Time: 2:15PM – 4:15PM
Location: Routt National Forest
Elk River 08/18/2020 Photo Album
Note: In order to protect small high country streams, I have chosen to change the name for a few. This particular creek happens to be one of them. Excessive exposure could lead to crowding and lower fish densities.
With four major fires raging in Colorado I was concerned about finding a high mountain creek that placed me a reasonable distance away from the danger zones. The area north of Steamboat Springs in Routt National Forest seemed like a viable location for a three day and two night fishing trip. Uncertainty about air quality and smoke prompted me to reach out to a person that I follow on Intagram, and she suggested that the direction of the wind was a major factor, but she expected the air to be reasonably free of smoke during the days that I planned to visit. This cinched my decision, and I packed the car with my camping supplies and fishing gear and headed off to central Colorado on Tuesday morning.
I arrived at my chosen campground by 12:30PM, and I quickly claimed one of the first come, first serve campsites. After I visited the pay station and wrote a check for $12 for two nights, I returned to my campsite and ate my lunch and set up the tent. My national parks senior pass qualified me for a 50% discount, and no better deal can be found. It was now 1:45, and I concluded that plenty of time remained to log a few hours of fishing. The campground was situated near a river, and I decided to sample the nearby Elk River.

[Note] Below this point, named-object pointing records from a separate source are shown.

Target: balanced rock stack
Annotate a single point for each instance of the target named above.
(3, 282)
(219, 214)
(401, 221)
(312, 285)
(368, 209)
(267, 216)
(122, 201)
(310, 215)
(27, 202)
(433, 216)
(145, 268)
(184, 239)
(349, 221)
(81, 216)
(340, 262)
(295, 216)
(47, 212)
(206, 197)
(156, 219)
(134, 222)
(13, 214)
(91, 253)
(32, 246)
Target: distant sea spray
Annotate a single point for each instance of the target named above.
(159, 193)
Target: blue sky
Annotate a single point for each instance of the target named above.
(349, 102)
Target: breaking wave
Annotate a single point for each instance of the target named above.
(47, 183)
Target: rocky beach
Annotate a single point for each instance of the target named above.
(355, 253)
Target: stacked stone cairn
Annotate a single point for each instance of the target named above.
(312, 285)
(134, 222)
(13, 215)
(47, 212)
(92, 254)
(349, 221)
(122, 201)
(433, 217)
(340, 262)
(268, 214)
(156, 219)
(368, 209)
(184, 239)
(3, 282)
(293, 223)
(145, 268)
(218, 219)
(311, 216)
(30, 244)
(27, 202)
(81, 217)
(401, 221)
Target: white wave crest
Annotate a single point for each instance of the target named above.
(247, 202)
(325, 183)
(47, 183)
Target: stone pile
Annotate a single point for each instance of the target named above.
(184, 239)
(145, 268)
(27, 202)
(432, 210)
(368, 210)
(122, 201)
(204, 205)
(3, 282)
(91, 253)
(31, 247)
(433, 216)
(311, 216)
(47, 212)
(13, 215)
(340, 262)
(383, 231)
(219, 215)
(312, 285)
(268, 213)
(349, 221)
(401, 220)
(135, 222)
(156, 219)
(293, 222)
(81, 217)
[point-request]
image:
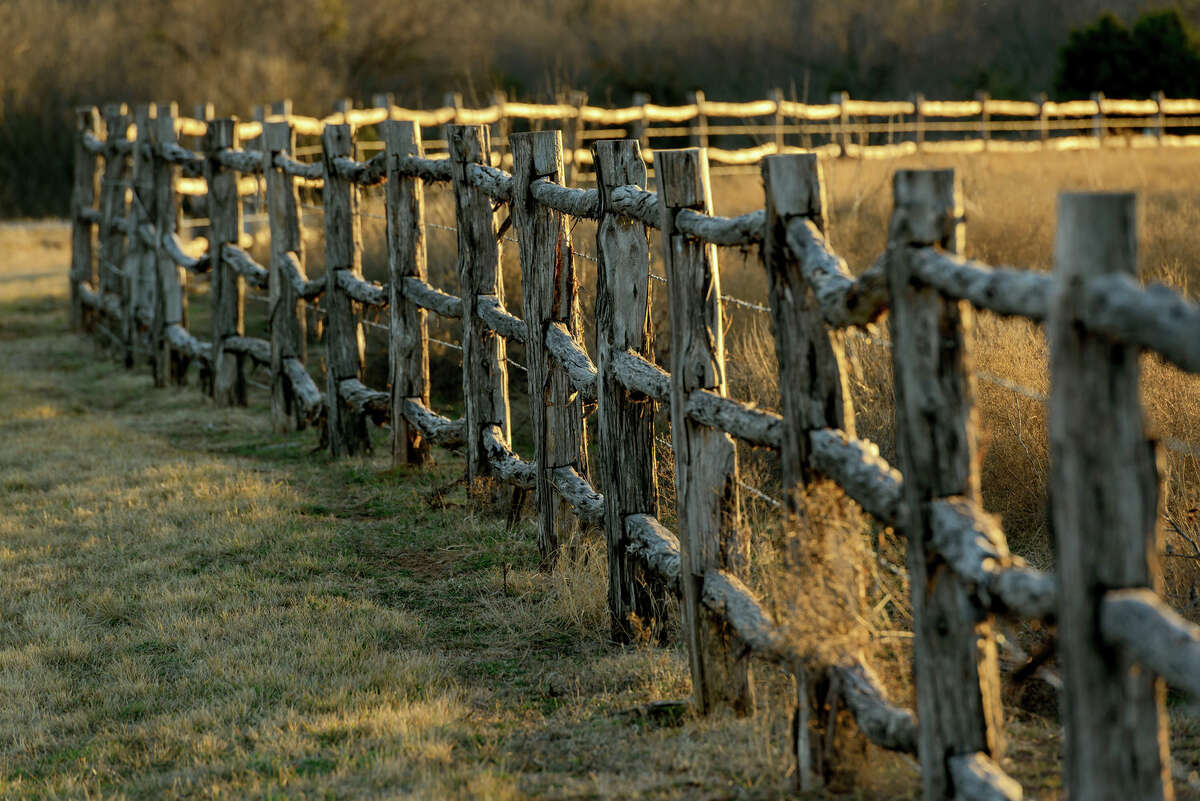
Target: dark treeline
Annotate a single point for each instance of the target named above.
(55, 54)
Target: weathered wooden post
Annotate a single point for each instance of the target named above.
(113, 205)
(1105, 498)
(706, 458)
(700, 125)
(171, 278)
(1043, 118)
(139, 260)
(813, 396)
(550, 299)
(228, 289)
(485, 373)
(287, 307)
(982, 97)
(625, 425)
(83, 203)
(843, 101)
(1098, 119)
(918, 104)
(1159, 116)
(499, 130)
(573, 134)
(408, 344)
(345, 342)
(642, 126)
(777, 97)
(958, 680)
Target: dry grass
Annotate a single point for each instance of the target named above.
(196, 608)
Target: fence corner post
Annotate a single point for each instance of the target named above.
(1105, 498)
(957, 672)
(408, 344)
(624, 425)
(706, 458)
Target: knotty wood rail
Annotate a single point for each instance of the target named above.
(1116, 638)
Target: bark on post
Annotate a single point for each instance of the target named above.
(813, 395)
(171, 278)
(345, 342)
(408, 344)
(625, 435)
(228, 289)
(83, 197)
(700, 125)
(706, 459)
(958, 682)
(1105, 497)
(550, 295)
(139, 262)
(113, 208)
(485, 373)
(287, 308)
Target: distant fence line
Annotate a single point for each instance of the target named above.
(1116, 638)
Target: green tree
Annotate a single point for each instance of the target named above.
(1159, 53)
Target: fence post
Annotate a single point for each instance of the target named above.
(706, 458)
(642, 126)
(843, 102)
(958, 681)
(700, 126)
(625, 425)
(1159, 116)
(550, 296)
(918, 103)
(139, 282)
(982, 97)
(813, 395)
(408, 343)
(83, 198)
(485, 373)
(345, 342)
(777, 97)
(287, 308)
(228, 289)
(573, 134)
(112, 209)
(1105, 497)
(171, 279)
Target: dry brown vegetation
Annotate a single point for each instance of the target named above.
(196, 608)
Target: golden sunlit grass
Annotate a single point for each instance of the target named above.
(196, 608)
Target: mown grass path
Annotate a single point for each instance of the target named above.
(192, 607)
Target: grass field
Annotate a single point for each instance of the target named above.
(195, 608)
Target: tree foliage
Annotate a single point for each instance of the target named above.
(1158, 53)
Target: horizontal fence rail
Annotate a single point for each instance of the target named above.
(1117, 642)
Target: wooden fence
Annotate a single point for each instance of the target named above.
(1117, 642)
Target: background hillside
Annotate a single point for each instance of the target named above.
(55, 54)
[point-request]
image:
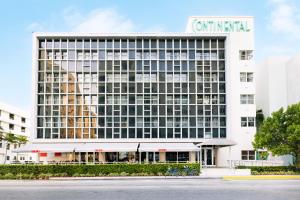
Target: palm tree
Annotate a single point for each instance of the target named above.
(10, 138)
(21, 139)
(1, 133)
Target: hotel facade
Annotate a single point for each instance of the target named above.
(139, 97)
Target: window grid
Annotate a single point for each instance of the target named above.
(133, 88)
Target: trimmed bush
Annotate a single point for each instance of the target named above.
(44, 171)
(271, 170)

When I reached the place where I decided to begin, I noted that the flows were down from my previous visit on August 4, 2020, and the water was very clear. I estimated the flows to be in the 20 – 25 CFS range. The air temperature was quite warm, and I celebrated my choice to wet wade, as I slowly introduced my feet and legs to the cold mountain river. The afternoon was mostly bright and sunny, and a few large clouds blocked the sun periodically, but not enough to prevent the highs from spiking in the mid-eighties.
I began my two hours of fly fishing with a peacock hippie stomper and immediately landed a small brown, and then I connected with a more substantial fish that escaped the hook after a brief fight. I was rather optimistic after the hot start, but my hopes were misplaced. Within the first hour I landed another small brown trout on the hippie stomper, and then refusals became the prevailing state. Since the fish seemed to be attuned to the surface, I added an eight inch tippet to the bend of the stomper and knotted a size 14 olive stimulator to the section. The move paid off in a short amount of time, when a decent rainbow locked on the stimulator. Shortly after this jolt of good fortune, a third small brown trout smacked the hippie stomper.
The fish count rested on four for a considerable lull, until I dropped the double dries in a slow moving pool in front of a large log, and a surprise jewel of a cutthroat slurped the stimulator. I persisted upstream for another hour and covered a significant amount of stream real estate, but additional trout were either resting or not interested in my offerings. I witnessed a few refusals and temporarily hooked some very small trout, but the time between 3:15PM and 4:15PM was primarily futile.
I tried a beadhead hares ear dropper and then also experimented with a solo parachute green drake, a Jake’s gulp beetle, an olive mugly caddis, and a size 10 Chernobyl ant. I am not sure whether to attribute the doldrums to the late afternoon heat or fishing in areas much closer to the road and the campground. I vowed to do some hiking on Wednesday and Thursday.
Five fish in two hours is respectable, and the one rainbow probably measured in the twelve inch range. I was pleased to encounter a native cutthroat, and hopefully that was a harbinger of more to come on Wednesday and Thurday. All in all it was an acceptable introduction to my stay in the Elk River Valley.